SOLVED.
I found the culprit: it was “Threaded optimization” in the NVidia control panel settings. Setting this to either ON or AUTO resulted in horribly high cpu usage in Retroarch. I created a custom setting for RA and set “Threaded optimization” to OFF and now my cpu usage is much lower and RA is showing similar cpu usage as Nestopia standalone (if not better, I haven’t looked at it closely enough yet to tell).
The question remains: why did Nestopia standalone not suffer this problem?
Is threaded optimization a setting that is enabled in Retroarch by default, but not in Nestopia SA?
I’m thinking that my driver might not be playing nice with something, either my OS or my hardware or something. If I was having basic problems with threaded optimization, then it would make sense that I was having problems with high cpu usage in Retroarch if Retroarch is designed to use threaded optimization by default.
Or it could be that RA is not designed to play nice with threaded optimization, or there is a conflict there somewhere.
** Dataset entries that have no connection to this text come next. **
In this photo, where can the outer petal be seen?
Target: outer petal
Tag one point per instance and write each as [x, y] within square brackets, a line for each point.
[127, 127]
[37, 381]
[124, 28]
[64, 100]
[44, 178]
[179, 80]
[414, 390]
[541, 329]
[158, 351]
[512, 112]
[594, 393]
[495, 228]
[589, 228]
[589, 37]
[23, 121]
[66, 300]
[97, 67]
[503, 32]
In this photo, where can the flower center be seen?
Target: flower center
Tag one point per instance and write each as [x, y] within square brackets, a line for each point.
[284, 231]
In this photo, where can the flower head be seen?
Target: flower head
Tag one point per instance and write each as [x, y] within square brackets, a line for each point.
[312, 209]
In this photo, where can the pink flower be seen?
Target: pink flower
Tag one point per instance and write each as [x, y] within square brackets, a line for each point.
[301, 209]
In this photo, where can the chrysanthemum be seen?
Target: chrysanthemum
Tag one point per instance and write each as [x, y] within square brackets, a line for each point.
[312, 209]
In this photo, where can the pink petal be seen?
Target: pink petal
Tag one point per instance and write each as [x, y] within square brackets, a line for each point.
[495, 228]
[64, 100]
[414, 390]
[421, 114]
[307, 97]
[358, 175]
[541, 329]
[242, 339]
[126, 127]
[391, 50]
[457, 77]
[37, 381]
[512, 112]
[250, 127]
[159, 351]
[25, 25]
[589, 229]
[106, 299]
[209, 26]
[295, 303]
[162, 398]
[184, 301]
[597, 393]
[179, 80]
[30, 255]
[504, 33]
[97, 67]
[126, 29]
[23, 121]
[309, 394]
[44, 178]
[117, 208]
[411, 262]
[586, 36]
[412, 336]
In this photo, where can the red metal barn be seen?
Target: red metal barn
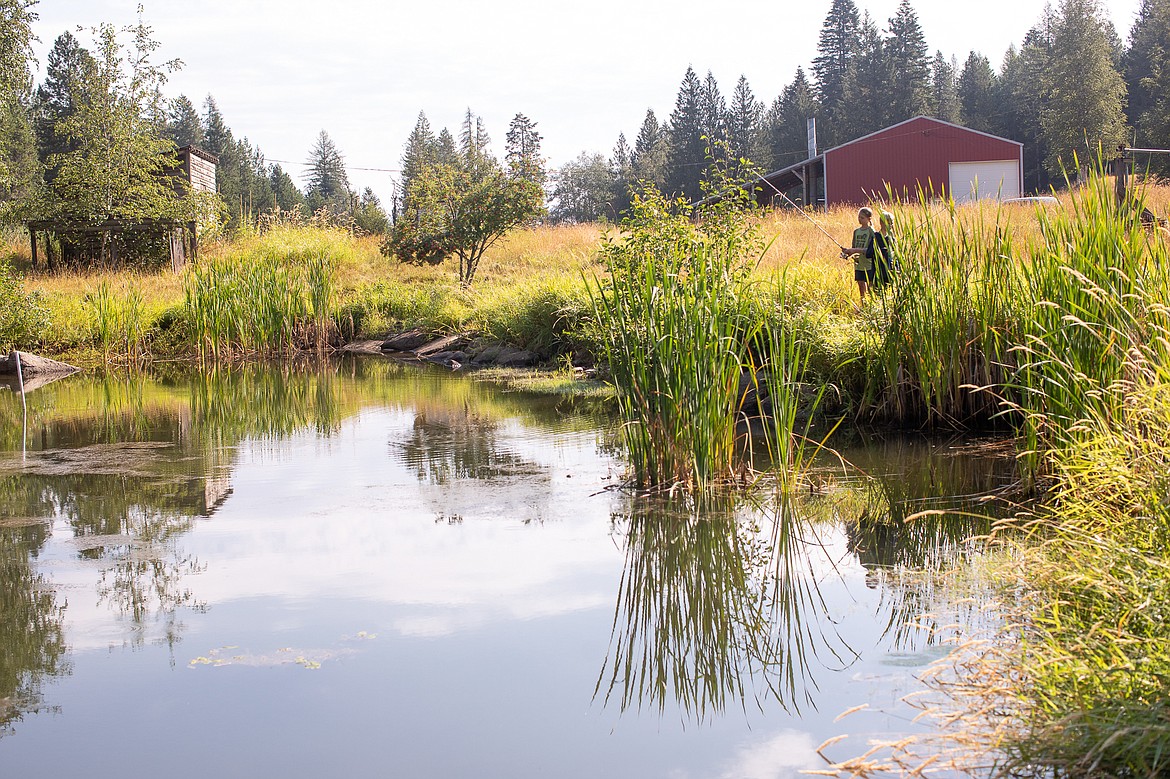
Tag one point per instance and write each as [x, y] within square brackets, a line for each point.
[940, 157]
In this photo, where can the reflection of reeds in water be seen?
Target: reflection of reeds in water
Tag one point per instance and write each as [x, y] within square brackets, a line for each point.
[715, 611]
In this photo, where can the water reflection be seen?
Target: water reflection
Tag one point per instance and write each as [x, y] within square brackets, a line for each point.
[718, 605]
[722, 605]
[734, 604]
[32, 636]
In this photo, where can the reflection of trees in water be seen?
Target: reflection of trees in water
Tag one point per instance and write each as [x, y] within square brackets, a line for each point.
[32, 638]
[717, 606]
[446, 445]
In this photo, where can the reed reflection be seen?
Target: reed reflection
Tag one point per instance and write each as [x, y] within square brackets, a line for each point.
[718, 606]
[917, 528]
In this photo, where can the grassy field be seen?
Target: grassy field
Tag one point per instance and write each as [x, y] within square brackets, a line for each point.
[1052, 322]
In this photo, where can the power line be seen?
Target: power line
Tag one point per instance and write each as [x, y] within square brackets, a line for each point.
[348, 167]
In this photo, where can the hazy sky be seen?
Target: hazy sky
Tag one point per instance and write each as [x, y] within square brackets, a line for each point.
[363, 69]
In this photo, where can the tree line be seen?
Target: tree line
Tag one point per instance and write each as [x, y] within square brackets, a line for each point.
[96, 139]
[1069, 88]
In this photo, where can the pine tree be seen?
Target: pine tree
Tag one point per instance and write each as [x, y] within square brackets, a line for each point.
[744, 123]
[68, 74]
[474, 140]
[420, 151]
[687, 151]
[835, 50]
[582, 191]
[787, 122]
[977, 95]
[1147, 69]
[522, 151]
[286, 194]
[945, 104]
[18, 143]
[219, 140]
[1021, 92]
[446, 150]
[649, 152]
[866, 87]
[1085, 112]
[327, 183]
[184, 124]
[621, 174]
[907, 67]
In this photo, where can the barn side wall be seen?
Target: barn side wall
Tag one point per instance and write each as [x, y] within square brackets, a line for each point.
[904, 157]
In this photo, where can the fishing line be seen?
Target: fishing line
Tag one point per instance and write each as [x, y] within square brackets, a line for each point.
[804, 213]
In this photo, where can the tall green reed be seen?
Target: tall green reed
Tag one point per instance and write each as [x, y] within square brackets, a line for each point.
[942, 332]
[1098, 287]
[261, 303]
[121, 323]
[675, 326]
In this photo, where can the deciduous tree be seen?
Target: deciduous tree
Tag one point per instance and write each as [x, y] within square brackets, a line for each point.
[18, 144]
[462, 209]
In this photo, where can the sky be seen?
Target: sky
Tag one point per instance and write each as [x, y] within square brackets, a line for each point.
[283, 70]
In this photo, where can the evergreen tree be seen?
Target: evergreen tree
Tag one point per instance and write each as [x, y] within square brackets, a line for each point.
[1021, 92]
[68, 74]
[18, 143]
[582, 191]
[217, 135]
[474, 140]
[327, 183]
[369, 215]
[835, 50]
[286, 194]
[866, 87]
[446, 151]
[184, 125]
[977, 95]
[907, 67]
[522, 151]
[117, 166]
[648, 158]
[944, 84]
[787, 122]
[1147, 69]
[219, 140]
[420, 152]
[713, 111]
[1085, 112]
[687, 151]
[744, 124]
[621, 174]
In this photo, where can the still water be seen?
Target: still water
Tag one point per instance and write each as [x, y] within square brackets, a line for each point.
[369, 569]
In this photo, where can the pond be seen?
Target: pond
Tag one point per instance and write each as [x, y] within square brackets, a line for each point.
[373, 569]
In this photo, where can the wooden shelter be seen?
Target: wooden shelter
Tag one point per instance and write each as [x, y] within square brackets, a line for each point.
[114, 240]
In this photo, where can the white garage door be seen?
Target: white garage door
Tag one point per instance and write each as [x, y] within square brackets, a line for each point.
[985, 179]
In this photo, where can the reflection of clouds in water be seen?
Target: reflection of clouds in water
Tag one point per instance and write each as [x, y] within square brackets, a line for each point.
[779, 757]
[481, 614]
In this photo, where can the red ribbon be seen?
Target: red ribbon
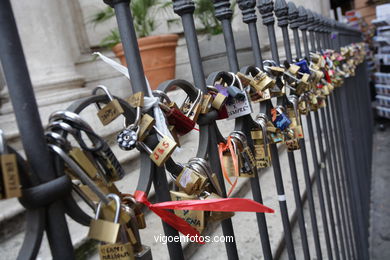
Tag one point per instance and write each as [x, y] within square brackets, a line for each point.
[225, 204]
[168, 217]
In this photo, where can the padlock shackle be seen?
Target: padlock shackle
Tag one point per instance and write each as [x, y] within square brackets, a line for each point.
[79, 171]
[106, 92]
[117, 200]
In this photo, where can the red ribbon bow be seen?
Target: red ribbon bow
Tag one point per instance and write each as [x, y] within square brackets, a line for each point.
[225, 204]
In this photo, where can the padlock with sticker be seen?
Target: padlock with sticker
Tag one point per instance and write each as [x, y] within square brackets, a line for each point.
[111, 111]
[109, 234]
[260, 139]
[9, 182]
[163, 151]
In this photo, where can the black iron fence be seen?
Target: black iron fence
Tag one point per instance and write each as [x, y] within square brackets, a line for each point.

What I need to do is find a program that I know uses threaded optimization and see if I get similar performance problems - high cpu usage and cpu spikes.
Anyway it’s still a mystery to me, but by creating a custom setting and forcing threaded optimization OFF for Retroarch, my cpu performance using Nestopia now seems on par with Nestopia SA.
I will need to play test this for a while in order to see if the A/V hiccup problem will also be solved by this, as I think it is a related problem to the high cpu usage.